One such difference relates to experience levels. On a worldwide average, the study's respondents have been out of school for more than 20 years. The Asian component, however, is much younger, averaging 12 years out of school. Asian developers also put greater effort than average into maintaining or improving their professional skills, spending more days in career training, as well as reading more books and technical journals.

The situation that developers find themselves in is fairly common, however. On average, more than half of current development projects (56%) involve upgrading or adding features to existing designs rather than creating something entirely new. Development project team size (including QA, test, and systems integration engineers) has held steady at around 14 engineers, typically working on at least two projects simultaneously. Engineering resources are split roughly 60/40 in favor of software over hardware. Industrial control is the most common application space teams are working in, followed by consumer and communications, although the IoT has grown substantially since last year (12% to 19%) to round out the top four.

The Situation

1---Embedded-Study-Project-schedules.png

Despite all the labor savings that new tools and products are offering, development teams stand a fairly high chance of missing their schedules. As Figure 1 shows, some 70% of development teams had a development cycle of 12 months or less on their last projects, and only 38% of teams finished on or ahead of schedule. And the schedule shortfall has been growing over the years, even though more than half of teams now start their projects with an off-the-shelf development board, 36% purchase rather than developing their own hardware, 71% re-use some of their hardware designs, and 86% re-use some part of their previous code. (The most popular language is C, used by 60% of teams worldwide and 74% of Asian teams.)

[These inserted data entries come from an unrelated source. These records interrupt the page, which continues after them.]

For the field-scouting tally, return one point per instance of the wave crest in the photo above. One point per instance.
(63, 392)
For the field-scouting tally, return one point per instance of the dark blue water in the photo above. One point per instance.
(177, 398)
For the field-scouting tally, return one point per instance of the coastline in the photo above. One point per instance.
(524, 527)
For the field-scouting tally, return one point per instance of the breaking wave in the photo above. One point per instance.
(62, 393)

As seen in Figure 2, teams worldwide are fairly consistent in how they allocate their time during the development project. After the detailed design effort (about 30% of the time spent), most of the other development energy went into testing and debugging. This breakdown has remained steady for the last several years.

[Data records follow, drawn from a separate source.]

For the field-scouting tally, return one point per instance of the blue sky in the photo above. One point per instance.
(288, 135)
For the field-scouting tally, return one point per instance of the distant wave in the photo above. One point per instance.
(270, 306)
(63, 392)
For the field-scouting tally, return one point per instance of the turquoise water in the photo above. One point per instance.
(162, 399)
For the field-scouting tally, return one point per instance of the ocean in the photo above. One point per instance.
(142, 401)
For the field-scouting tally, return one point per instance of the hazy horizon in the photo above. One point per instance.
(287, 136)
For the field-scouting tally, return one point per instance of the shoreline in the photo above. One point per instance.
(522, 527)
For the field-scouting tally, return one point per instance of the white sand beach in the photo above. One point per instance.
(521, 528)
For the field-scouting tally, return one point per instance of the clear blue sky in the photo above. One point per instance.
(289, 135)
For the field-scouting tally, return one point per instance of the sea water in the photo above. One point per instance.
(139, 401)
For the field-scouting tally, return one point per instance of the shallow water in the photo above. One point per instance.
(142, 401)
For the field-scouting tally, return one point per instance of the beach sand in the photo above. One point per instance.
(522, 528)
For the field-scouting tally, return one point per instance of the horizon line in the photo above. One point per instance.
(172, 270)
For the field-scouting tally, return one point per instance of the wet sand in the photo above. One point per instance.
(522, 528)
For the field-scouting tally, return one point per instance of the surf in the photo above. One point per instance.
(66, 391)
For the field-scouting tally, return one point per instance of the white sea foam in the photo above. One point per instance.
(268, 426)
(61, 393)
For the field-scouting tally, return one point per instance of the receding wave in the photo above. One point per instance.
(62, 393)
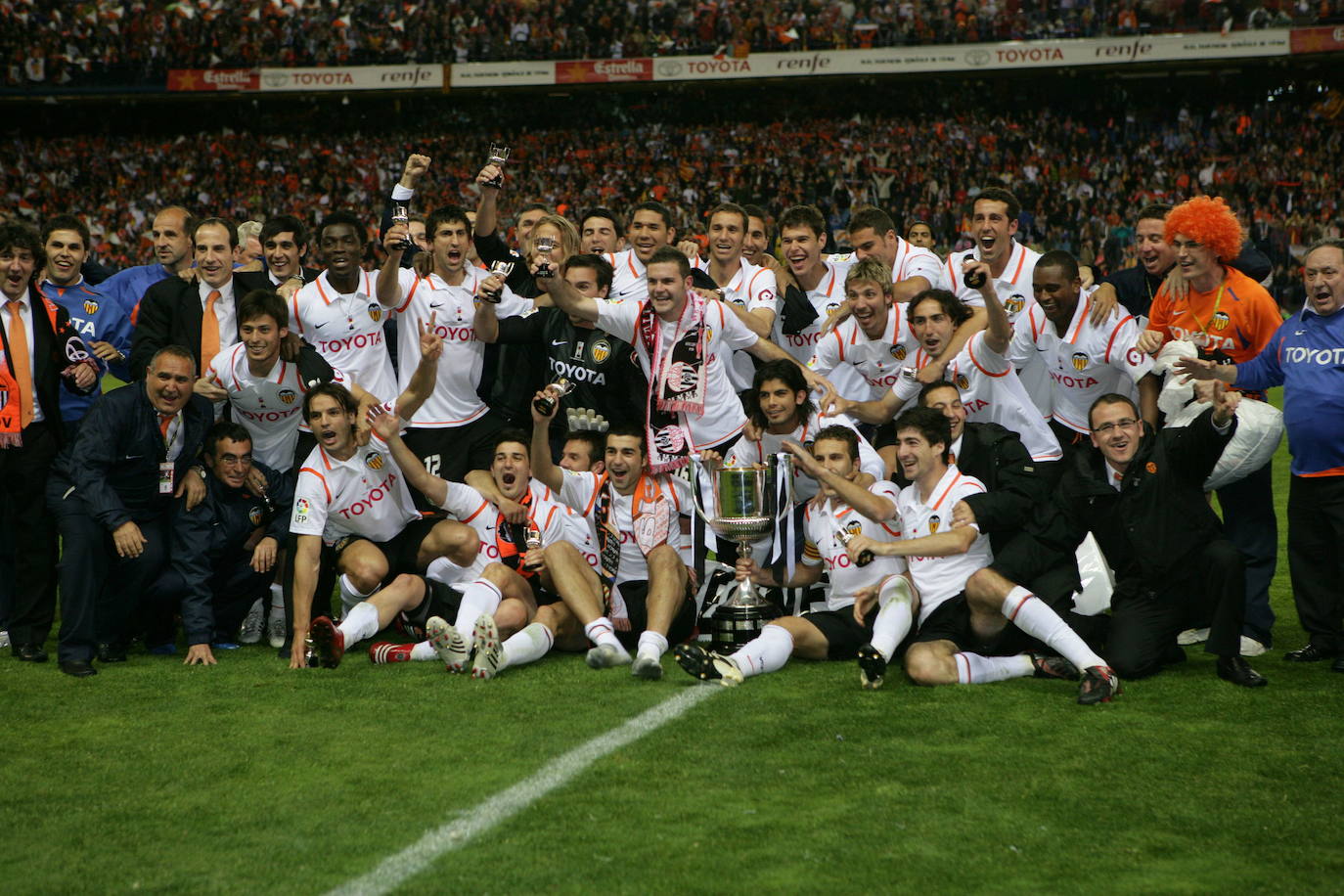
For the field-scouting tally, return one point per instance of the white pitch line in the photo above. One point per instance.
(504, 805)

2---Embedded-Study-Design-time.png

As might be expected from past results and the amount of time dedicated, schedule and debugging are two of the greatest concerns in the development community, affecting one in four teams. Perhaps surprisingly, though, the desire for better debugging tools is ebbing. When asked what one thing they would like to improve in their development activities, only some 18% of respondents pointed to debugging tools. While this is still the leading request, its significance has declined from 29% five years ago. On the rise over that same time period, and poised to take over the top spot among development team concerns, is worry over the team's skill level. The desire for improvements in the team has nearly doubled from 9% to 17% of respondents since 2010.